Oil and nationalism are synonymous in the region, and one reason for Saddam Hussein’s initial popularity was his successful, even brilliant, nationalization of Iraqi oil. It is entirely logical that the sabotage of oil supplies is on the top of the agenda of the forces fighting the American presence in Iraq.

In the Caucasus, nationalism has inspired war for nearly two hundred years. The Chechens resisted czarists in 1818 and the Bolsheviks in 1917. Just as certain army officers in Iraq tried to use the Germans to get rid of the British in World War II; just as an Indian called Subhas Bose took the help of the Germans and the Japanese to march against the British in World War II; the Chechens took the help of the Germans against the Russians in 1942. Stalin’s response after victory was not gentle. When the Soviet Union collapsed in 1991, the Chechens again demanded independence. Boris Yeltsin’s response would have pleased Stalin.

Nothing is irreversible, and I thought I glimpsed the first sign of honest uncertainty in Bush’s statement. Recognition of the truth is halfway to solving the problem. The need in both Iraq and Chechnya is surely to wrench nationalism back from those who believe that their salvation lies in making schoolchildren hostage.
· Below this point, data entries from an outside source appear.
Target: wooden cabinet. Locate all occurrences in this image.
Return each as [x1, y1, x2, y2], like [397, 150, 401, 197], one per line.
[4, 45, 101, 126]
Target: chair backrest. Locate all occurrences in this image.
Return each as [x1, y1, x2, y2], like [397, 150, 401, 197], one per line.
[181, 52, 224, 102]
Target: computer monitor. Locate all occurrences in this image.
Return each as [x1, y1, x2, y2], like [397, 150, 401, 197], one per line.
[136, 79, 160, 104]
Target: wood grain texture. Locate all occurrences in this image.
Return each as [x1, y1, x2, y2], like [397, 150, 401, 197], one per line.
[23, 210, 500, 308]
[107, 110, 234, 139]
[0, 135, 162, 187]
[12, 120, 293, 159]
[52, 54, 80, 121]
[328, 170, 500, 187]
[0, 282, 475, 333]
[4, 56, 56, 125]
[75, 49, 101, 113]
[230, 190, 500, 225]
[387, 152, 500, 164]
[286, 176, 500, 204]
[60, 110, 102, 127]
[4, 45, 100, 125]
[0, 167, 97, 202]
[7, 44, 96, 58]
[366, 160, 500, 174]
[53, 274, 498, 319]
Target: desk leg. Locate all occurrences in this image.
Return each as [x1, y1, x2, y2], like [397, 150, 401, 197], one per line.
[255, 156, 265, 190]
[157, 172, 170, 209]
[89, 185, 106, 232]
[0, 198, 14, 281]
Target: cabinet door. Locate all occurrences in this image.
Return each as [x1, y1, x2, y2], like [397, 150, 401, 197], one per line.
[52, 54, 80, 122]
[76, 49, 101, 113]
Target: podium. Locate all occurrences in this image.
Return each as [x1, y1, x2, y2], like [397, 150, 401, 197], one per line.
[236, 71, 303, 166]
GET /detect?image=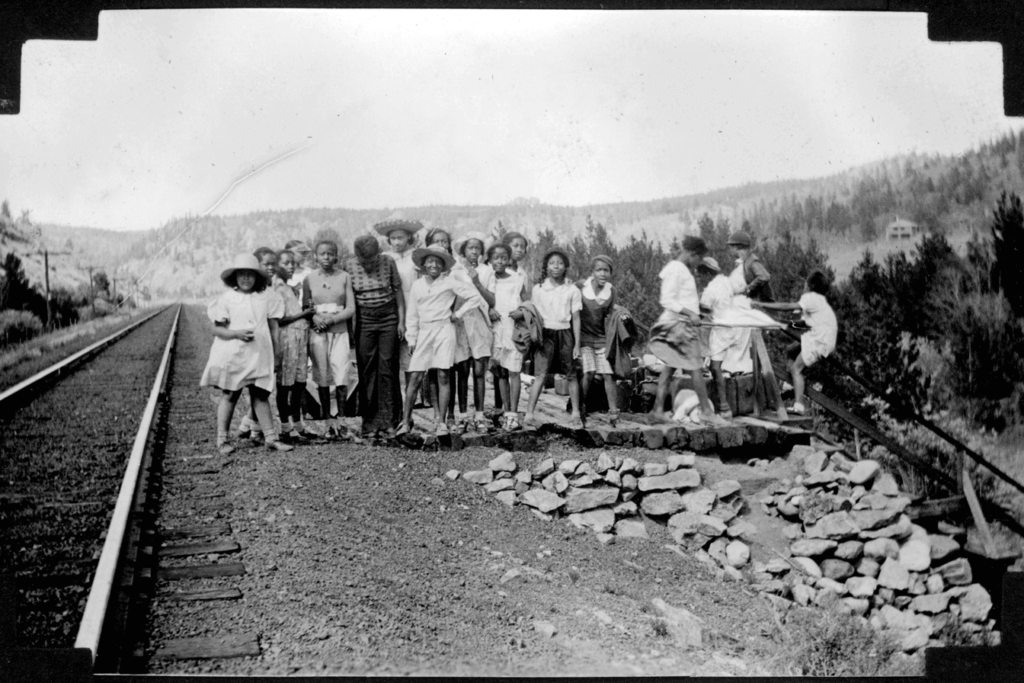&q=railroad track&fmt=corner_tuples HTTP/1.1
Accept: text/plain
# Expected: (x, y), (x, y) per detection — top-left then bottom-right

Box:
(0, 306), (180, 672)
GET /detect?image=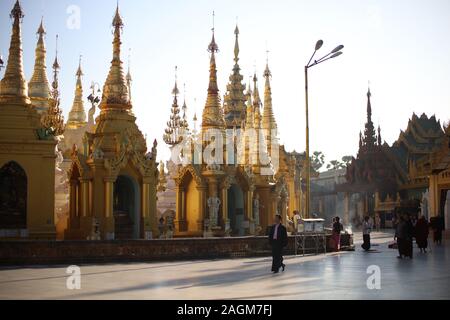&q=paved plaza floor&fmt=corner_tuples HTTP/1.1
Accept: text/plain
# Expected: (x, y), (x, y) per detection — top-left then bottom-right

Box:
(0, 232), (450, 300)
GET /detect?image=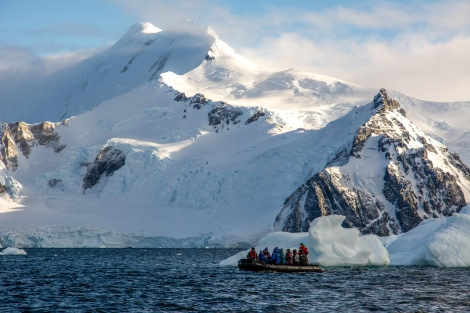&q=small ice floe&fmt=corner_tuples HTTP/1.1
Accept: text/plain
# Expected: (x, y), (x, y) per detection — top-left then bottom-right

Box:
(0, 247), (26, 255)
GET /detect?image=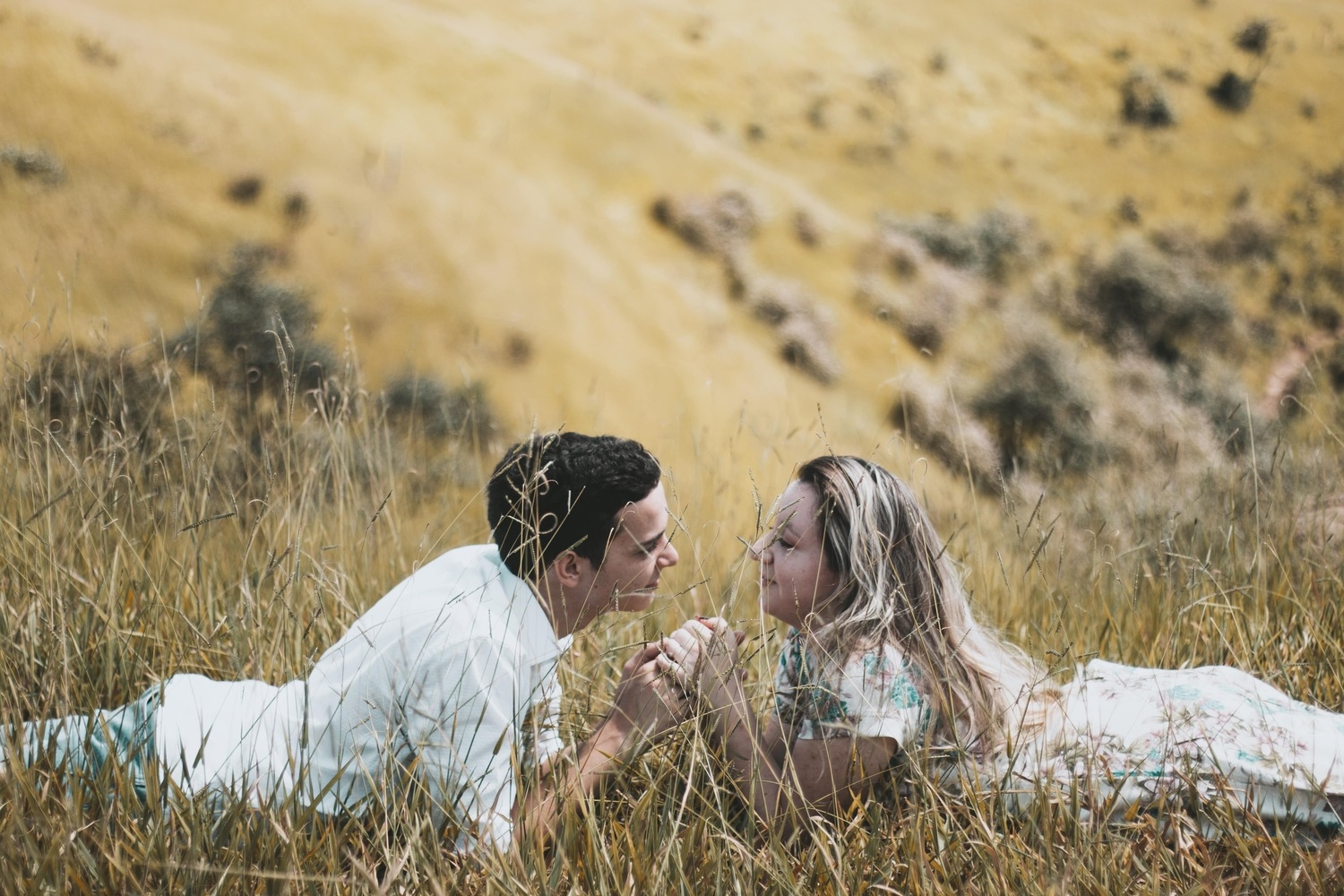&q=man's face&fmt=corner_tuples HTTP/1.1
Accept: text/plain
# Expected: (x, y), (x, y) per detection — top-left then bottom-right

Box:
(589, 484), (677, 614)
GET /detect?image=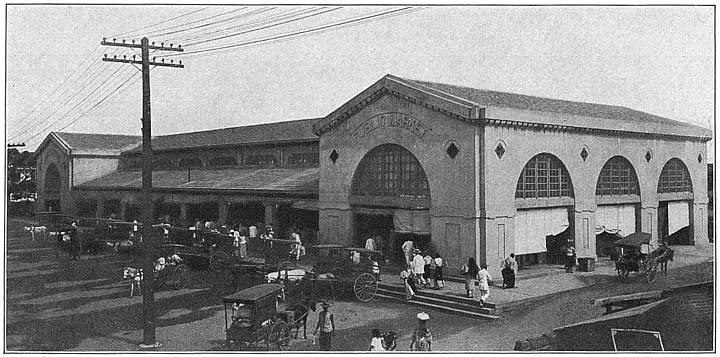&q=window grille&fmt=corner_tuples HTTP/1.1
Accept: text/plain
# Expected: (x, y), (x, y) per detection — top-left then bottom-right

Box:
(288, 152), (320, 165)
(208, 156), (237, 166)
(179, 157), (202, 169)
(658, 159), (692, 193)
(595, 156), (640, 196)
(245, 155), (277, 165)
(352, 144), (430, 197)
(515, 154), (573, 198)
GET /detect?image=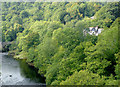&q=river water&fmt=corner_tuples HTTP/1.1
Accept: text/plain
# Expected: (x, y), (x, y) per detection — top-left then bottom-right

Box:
(0, 53), (45, 85)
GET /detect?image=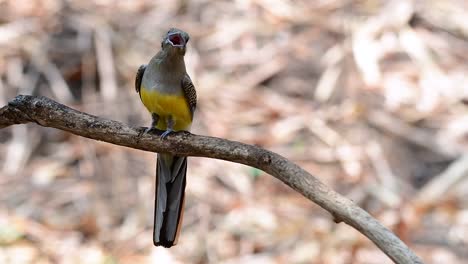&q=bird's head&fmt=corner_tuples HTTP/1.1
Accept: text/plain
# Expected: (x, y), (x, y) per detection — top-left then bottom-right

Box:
(161, 28), (190, 56)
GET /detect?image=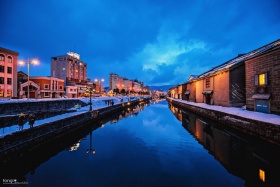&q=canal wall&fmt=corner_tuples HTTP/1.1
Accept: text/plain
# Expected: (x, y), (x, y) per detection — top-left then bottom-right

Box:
(0, 99), (150, 161)
(0, 99), (87, 116)
(167, 98), (280, 145)
(0, 109), (76, 128)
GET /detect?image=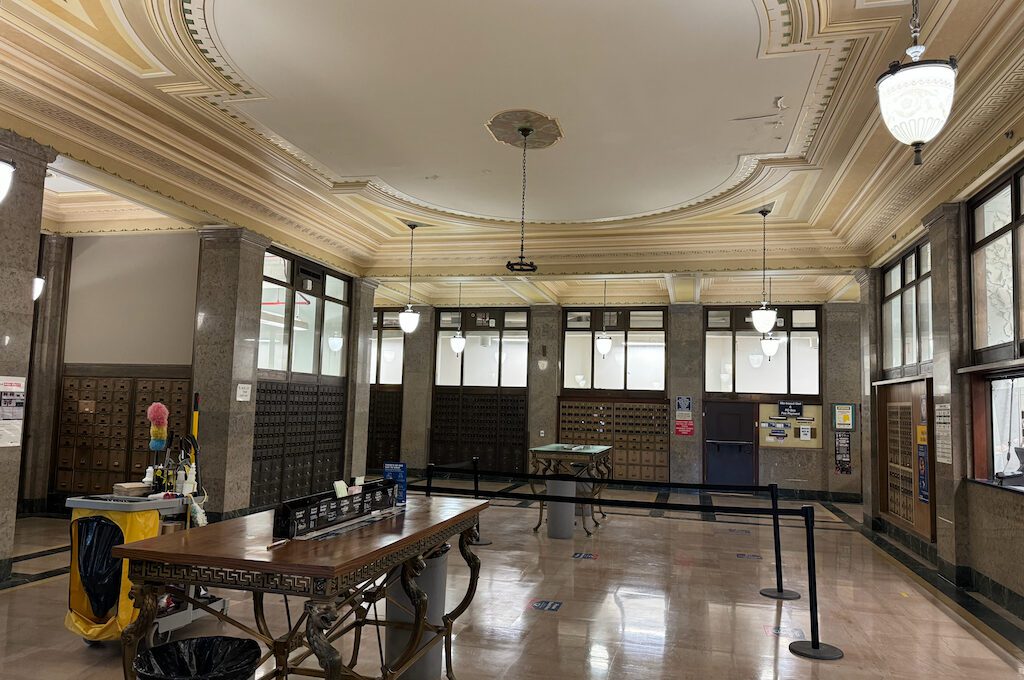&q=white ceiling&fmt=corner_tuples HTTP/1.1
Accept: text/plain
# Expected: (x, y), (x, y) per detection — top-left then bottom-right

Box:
(212, 0), (818, 222)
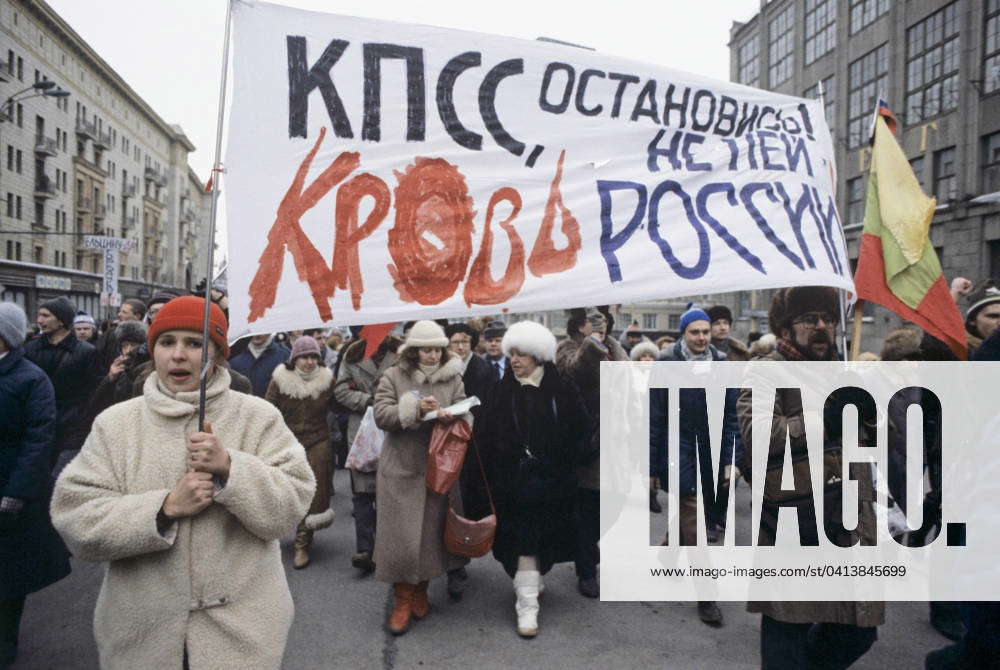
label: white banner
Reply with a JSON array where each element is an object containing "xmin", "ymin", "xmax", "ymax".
[
  {"xmin": 101, "ymin": 246, "xmax": 118, "ymax": 296},
  {"xmin": 226, "ymin": 1, "xmax": 853, "ymax": 338}
]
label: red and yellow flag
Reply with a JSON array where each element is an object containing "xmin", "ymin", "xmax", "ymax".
[{"xmin": 854, "ymin": 115, "xmax": 967, "ymax": 359}]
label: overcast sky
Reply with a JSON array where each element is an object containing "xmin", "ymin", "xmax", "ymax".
[
  {"xmin": 41, "ymin": 0, "xmax": 760, "ymax": 180},
  {"xmin": 39, "ymin": 0, "xmax": 760, "ymax": 263}
]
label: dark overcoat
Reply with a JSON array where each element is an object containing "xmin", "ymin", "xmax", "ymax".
[
  {"xmin": 478, "ymin": 363, "xmax": 593, "ymax": 576},
  {"xmin": 0, "ymin": 348, "xmax": 70, "ymax": 600}
]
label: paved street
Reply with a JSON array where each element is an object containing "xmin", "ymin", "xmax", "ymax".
[{"xmin": 13, "ymin": 471, "xmax": 947, "ymax": 670}]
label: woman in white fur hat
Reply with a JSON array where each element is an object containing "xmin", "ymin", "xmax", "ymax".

Perhaps Bush does mean what he says when he wants democracy in Iraq. But the fundamental principle of democracy is to let power go where it may. If the popular will is with those you do not like, then popular will must prevail over your preferences. A stooge government invites more ridicule than an occupying authority. It is also an invitation to violence. If you want to see how power can change character consider the remarkable case of Abdul Rasul Sayyaf, once famed as warlord and fundamentalist, and mentor of Khalid Shaikh Mohammed, the brains behind Sept. 11, 2002. So where is Sayyaf as we head toward Sept. 11, 2004? Being courted by America’s favorite Afghan, Hamid Karzai, for support in the coming elections in Afghanistan, and one of the key players in the Kabul establishment. Yesterday’s fundamentalist is today’s American ally, despite Sept.11. This is a welcome development. I know at least one former Naxalite who became a minister in Delhi. That is the way challenge is absorbed by a sensible political system. By creating space for today’s adversaries in Iraq and Chechnya Bush and Putin could make them tomorrow’s friends. Bullets have only limited power, for death is never a good substitute for life.